As the Government freed up space in the NHS at the beginning of the Covid 19 crisis, around 25,000 people were discharged from hospitals into care homes according to a report out this morning from the National Audit Office (NAO)
Due to government policy at the time, not all patients were tested for COVID-19 before discharged and it was a month before the policy was changed.
It is not known how many of the 25,000 discharged without a test between March 17 and April 15,the day NHS England changed its advice – were infected with coronavirus.
The report,Readying the NHS and adult social care in England for COVID-19 found that action taken by the NHS to increase capacity meant there were enough beds and respiratory support nationally at the peak of the outbreak in April.

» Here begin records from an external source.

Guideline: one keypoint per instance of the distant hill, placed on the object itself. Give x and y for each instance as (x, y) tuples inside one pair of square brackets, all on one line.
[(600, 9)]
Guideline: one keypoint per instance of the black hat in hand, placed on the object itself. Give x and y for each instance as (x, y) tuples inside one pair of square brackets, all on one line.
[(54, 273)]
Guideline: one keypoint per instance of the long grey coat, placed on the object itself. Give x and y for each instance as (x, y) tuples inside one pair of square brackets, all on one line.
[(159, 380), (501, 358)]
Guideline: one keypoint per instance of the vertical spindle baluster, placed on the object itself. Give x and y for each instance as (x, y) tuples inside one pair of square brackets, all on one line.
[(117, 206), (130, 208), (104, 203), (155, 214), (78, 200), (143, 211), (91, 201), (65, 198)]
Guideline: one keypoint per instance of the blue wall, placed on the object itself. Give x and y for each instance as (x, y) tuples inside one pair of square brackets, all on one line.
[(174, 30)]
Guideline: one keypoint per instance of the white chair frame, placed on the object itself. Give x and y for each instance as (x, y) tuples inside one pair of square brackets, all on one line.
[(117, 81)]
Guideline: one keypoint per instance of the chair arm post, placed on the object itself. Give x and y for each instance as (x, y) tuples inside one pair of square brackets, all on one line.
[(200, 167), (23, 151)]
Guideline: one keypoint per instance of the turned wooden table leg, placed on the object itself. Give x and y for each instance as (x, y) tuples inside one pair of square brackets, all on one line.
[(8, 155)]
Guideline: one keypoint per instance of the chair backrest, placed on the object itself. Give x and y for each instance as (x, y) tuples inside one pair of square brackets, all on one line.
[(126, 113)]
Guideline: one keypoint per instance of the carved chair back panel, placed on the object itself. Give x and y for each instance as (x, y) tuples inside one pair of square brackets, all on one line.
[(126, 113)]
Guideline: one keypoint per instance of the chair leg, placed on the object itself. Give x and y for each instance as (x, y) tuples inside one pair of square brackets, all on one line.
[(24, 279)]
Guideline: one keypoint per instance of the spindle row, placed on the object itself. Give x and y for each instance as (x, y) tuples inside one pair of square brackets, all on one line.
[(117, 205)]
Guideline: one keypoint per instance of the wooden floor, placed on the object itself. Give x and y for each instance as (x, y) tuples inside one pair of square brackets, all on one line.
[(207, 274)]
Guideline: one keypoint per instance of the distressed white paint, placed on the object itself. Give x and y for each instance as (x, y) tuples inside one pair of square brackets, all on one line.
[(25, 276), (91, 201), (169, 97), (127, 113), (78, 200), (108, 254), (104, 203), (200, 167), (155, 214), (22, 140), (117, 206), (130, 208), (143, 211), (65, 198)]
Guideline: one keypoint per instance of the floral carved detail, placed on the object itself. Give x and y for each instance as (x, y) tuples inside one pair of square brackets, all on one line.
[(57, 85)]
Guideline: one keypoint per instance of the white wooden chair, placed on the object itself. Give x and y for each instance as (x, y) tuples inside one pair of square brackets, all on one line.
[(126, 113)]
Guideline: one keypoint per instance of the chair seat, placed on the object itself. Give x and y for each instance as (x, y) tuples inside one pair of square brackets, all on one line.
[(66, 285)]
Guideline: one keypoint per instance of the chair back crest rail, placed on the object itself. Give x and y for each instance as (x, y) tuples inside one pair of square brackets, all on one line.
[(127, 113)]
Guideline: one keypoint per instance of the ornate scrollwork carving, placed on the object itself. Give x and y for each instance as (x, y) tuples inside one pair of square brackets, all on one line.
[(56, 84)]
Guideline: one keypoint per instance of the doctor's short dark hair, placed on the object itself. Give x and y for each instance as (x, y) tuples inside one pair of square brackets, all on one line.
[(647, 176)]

Between mid-March and mid-April, the NHS increased the number of beds available for COVID-19 patients from 12,600 to 53,700, by, for example, discharging patients and postponing elective, or planned, procedures. Planned activity fell by 24% in March 2020 compared to March 2019. The NHS also contracted with private hospitals to use up to an additional 8,000 beds, and established temporary Nightingale hospitals.
However there have been numerous outbreaks of COVID-19 within adult care homes in England, with more than one in three reporting an outbreak between 9 March and 17 May.
This peaked at just over 1,000 homes in the first week of April. Some parts of the country were more affected than others, with the North East being the area with the largest proportion of its care homes (just under half) reporting an outbreak by 17 May.
Jeremy Hunt, chairman of the Commons Health and Social Care Committee and a former health secretary, said “it seems extraordinary that no one appeared to consider the clinical risk to care homes despite widespread knowledge that the virus could be carried asymptomatically”.
He added: “Places like Germany and Hong Kong took measures to protect their care homes that we did not over a critical four-week period.”